München - Die tz stellt in dieser Serie die Flecken Münchens vor, die normalerweise der Öffentlichkeit verschlossen bleiben. Wir blicken hinter die Kulissen. Heute: Der Bunker an der Blumenstraße.

Kahle Wände, niedrige Decken, Neonlicht. 40 Zentimeter dicke Stahltüren. Gemütlich ist er nicht, der Bunker an der Blumenstraße. Und das muss er auch nicht sein: 1941 ist der Bau hinter der Schranne in der Form eines Wehrturms errichtet worden – zum Schutz der Bürger vor Luftangriffen. Und er wurde gebraucht. 1200 Menschen fanden in sechs Stockwerken Platz, verteilt auf 14 Meter Höhe, als die Bomben fielen. Bis vor Kurzem war das Gebäude als Unterschlupf für den Verteidigungsfall, für Naturkatastrophen und Großschadensfälle wie Gefahrstoffaustritte vorgesehen – für 750 Menschen! Die Außenmauern sind 1,30 Meter dick, die Decke des Turms besteht aus einer zwei Meter breiten Betonschicht.

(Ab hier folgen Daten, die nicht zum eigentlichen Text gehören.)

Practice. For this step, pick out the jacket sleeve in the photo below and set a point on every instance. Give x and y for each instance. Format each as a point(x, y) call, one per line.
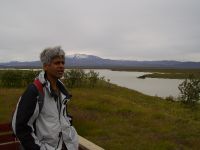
point(23, 121)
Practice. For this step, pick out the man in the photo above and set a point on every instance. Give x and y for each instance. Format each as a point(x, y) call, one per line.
point(49, 128)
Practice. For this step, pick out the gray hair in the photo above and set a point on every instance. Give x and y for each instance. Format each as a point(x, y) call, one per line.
point(48, 54)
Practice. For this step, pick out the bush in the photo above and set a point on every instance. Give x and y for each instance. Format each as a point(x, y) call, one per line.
point(190, 90)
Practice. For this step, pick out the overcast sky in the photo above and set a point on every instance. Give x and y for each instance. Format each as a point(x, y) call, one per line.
point(115, 29)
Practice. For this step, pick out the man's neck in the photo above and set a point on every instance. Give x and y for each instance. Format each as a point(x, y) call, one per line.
point(53, 82)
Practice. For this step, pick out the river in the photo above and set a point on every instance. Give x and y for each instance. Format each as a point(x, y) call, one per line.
point(149, 86)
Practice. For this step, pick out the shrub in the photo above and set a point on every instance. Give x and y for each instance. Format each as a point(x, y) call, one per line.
point(190, 90)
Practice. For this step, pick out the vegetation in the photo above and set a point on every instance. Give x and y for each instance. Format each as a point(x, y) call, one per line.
point(118, 118)
point(190, 90)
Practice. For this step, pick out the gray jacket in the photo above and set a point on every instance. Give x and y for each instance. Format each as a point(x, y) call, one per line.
point(46, 129)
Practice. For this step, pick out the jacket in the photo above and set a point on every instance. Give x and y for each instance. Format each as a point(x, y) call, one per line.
point(49, 128)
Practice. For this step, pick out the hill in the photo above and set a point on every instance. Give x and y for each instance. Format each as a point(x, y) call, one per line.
point(91, 61)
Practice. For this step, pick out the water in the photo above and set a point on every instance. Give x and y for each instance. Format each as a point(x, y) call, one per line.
point(149, 86)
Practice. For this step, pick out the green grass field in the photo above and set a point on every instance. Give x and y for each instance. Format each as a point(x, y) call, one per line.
point(117, 118)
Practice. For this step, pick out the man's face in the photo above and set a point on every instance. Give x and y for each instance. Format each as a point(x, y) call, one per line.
point(56, 68)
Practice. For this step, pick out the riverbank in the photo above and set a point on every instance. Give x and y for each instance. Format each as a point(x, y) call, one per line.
point(119, 118)
point(164, 73)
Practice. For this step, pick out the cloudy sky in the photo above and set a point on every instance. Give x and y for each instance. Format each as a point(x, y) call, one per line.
point(116, 29)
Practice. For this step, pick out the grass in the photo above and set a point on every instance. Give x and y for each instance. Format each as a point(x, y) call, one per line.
point(117, 118)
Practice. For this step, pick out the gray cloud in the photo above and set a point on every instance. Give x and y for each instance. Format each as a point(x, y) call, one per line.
point(128, 29)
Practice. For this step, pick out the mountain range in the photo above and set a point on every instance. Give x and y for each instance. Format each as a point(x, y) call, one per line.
point(91, 61)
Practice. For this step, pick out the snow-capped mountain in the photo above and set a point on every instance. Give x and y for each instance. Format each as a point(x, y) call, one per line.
point(91, 61)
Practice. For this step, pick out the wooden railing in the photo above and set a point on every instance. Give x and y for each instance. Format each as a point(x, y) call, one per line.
point(9, 142)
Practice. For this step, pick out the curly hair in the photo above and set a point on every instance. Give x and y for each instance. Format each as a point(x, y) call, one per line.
point(48, 54)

Die Geschichte des Bunkers ist also klar, die Zukunft nicht. Denn Ende des Jahres ist die sogenannte Zivilschutzbindung ausgelaufen. Das heißt: Der Bunker wird nicht mehr als Schutzraum gebraucht und würde künftig leerstehen. Denn bisher gibt es keinen Plan für den Bunker – zumindest nicht bei der Stadt. Karlheinz Kümmel hätte einen!

Der 78-Jährige betreibt das LAK Luftschutzarchiv. Nur zwei-, dreimal im Jahr sperrt er den Bunker auf und lässt Besucher rein. Am Tag des offenen Denkmals zum Beispiel. Oder auf spezielle Anfragen von Schulklassen. Auch Polizei und Feuerwehr haben schon exklusive Einblicke bekommen.

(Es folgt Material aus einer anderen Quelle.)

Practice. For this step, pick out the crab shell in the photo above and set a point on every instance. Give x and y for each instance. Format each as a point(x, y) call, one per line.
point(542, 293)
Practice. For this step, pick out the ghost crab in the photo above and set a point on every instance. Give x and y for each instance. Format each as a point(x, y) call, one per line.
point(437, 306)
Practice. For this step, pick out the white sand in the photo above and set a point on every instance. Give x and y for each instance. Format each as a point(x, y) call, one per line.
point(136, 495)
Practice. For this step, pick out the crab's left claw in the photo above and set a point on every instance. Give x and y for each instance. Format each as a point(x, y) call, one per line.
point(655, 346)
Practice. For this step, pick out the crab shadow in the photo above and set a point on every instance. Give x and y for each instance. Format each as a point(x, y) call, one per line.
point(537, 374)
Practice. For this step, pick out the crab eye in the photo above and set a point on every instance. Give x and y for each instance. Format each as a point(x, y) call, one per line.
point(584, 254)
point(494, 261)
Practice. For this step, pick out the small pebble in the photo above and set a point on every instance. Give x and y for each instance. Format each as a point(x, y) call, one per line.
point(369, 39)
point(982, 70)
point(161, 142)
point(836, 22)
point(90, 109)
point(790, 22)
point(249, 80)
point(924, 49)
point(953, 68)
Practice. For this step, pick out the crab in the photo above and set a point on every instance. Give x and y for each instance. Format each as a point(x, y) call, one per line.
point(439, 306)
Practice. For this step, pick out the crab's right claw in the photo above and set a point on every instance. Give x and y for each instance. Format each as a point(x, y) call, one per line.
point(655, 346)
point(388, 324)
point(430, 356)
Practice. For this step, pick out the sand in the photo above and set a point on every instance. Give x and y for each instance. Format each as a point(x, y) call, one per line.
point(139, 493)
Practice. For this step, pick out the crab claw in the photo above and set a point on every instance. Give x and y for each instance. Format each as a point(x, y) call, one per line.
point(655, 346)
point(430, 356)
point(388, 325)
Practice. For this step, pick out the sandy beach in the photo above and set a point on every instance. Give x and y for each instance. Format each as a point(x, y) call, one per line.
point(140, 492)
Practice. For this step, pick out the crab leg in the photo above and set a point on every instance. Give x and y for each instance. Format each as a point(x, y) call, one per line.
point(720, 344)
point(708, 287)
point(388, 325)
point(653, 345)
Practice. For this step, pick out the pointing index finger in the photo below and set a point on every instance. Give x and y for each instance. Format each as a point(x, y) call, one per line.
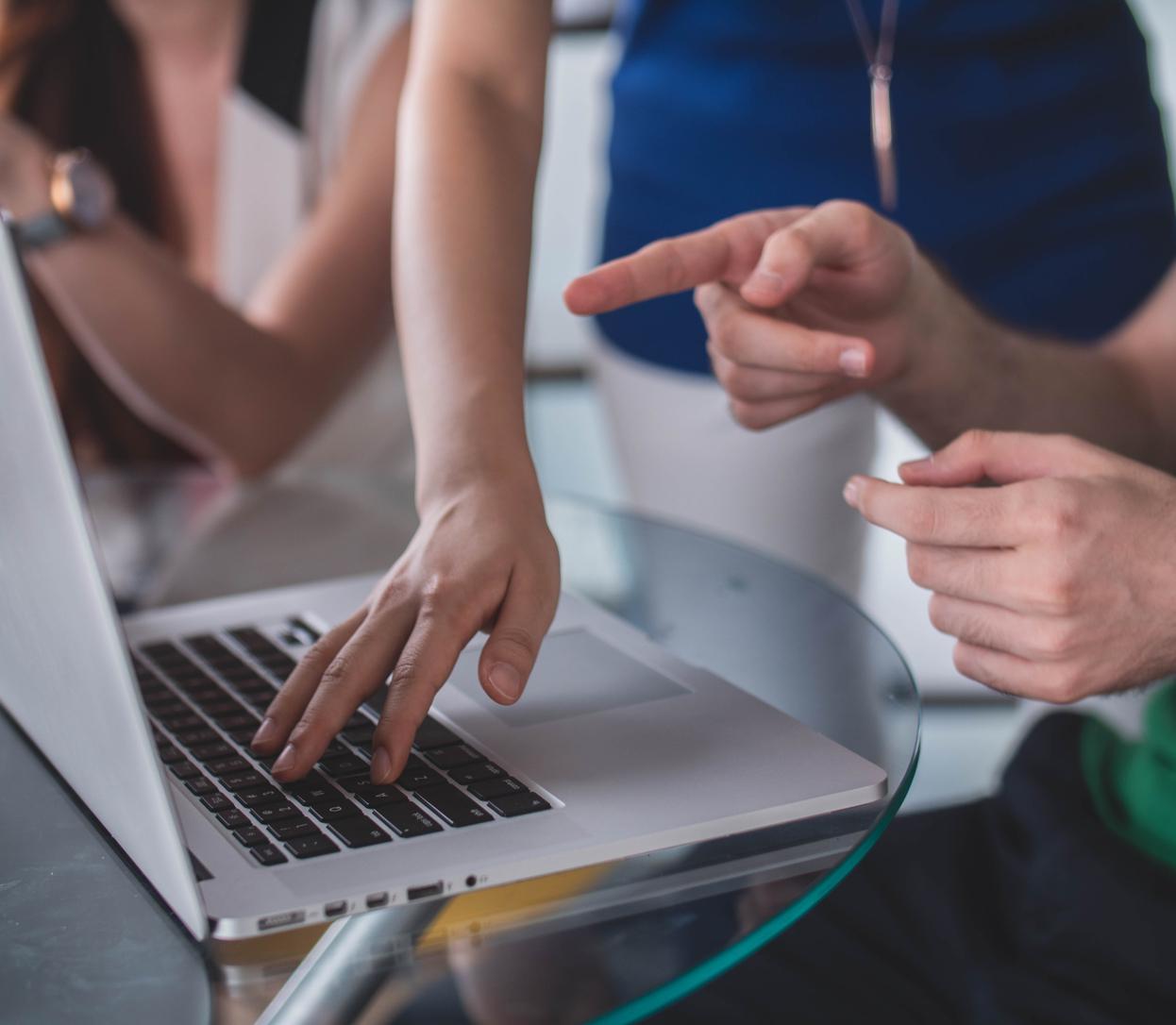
point(725, 252)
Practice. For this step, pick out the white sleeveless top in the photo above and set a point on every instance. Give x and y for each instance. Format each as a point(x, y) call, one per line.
point(302, 67)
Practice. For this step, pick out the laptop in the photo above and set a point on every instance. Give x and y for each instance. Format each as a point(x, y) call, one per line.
point(616, 748)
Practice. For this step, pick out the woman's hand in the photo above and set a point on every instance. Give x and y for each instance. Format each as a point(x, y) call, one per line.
point(802, 306)
point(481, 560)
point(1059, 582)
point(24, 169)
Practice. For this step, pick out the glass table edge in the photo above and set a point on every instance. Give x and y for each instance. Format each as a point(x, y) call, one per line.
point(669, 993)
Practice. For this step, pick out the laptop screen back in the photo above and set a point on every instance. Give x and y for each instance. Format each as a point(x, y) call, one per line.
point(65, 675)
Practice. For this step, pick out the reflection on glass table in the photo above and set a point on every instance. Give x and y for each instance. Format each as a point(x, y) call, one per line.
point(611, 942)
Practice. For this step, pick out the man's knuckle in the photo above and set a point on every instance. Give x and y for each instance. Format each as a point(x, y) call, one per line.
point(918, 564)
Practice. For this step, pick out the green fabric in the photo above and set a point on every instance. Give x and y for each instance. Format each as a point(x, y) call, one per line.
point(1133, 783)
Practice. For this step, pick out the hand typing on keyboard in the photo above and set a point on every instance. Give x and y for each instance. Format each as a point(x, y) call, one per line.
point(482, 559)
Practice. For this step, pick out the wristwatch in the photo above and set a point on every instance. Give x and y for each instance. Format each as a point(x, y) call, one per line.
point(81, 199)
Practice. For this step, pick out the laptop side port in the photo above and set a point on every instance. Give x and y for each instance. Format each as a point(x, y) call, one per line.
point(430, 890)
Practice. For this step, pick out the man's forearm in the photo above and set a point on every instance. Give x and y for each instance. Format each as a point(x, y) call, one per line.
point(968, 372)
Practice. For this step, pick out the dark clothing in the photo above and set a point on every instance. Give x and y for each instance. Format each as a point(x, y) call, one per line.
point(1032, 161)
point(1022, 908)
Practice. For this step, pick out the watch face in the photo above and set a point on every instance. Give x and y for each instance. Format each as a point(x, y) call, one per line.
point(82, 192)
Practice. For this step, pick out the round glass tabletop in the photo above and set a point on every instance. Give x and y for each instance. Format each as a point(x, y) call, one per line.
point(612, 943)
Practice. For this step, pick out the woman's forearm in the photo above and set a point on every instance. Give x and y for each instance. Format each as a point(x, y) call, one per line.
point(466, 176)
point(190, 365)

Dann schließt Karlheinz Kümmel die Stahltüren auf, dann projiziert er kalte Bilder auf die kahlen Wände. Vom Bombenangriff im Zweiten Weltkrieg. München im Rauch, München in Schutt und Asche. Parallel dazu laufen Audio­aufnahmen aus dem Kriegsradio. Beklemmend.

Ideen für den Bunker gab es schon zuhauf: ein Restaurant oder Café beispielsweise. Ein Lager war angedacht. Und auch die Polizei hat für ein ­Polizeimuseum schon mal inoffiziell den Finger gehoben. Doch Kümmel hätte gerne die unteren Stockwerke für ein Luftschutzmuseum.

Unterstützt wird er dabei von der CSU. Die hatte bereits mal einen Antrag eingebracht: „Es ist vermutlich die letzte Chance, einen der gut erhaltenen Hochbunker in München für so eine Ausstellung zu nutzen und sich dabei noch des Wissens von Zeitzeugen zu bedienen.“

Denn die Bilder, die Karlheinz Kümmel an die Wand wirft, stammen aus dem Archiv des Landesamtes für Denkmalpflege und sind außer bei den Bunker-Veranstaltungen noch nie öffentlich gezeigt worden. Sie sind noch geheimer als der Bunker!

Im Kommunalreferat gibt es Überlegungen, das Gebäude selbst zu nutzen. Noch in den nächsten Wochen soll eine Entscheidung fallen. So lange muss sich Karlheinz Kümmel noch gedulden. Aber unsere Leser müssen das nicht. Wir haben exklusive Aufnahmen aus dem geheimen Archiv von Karlheinz Kümmel bekommen: München im Krieg – diese Bilder haben Sie noch nie gesehen!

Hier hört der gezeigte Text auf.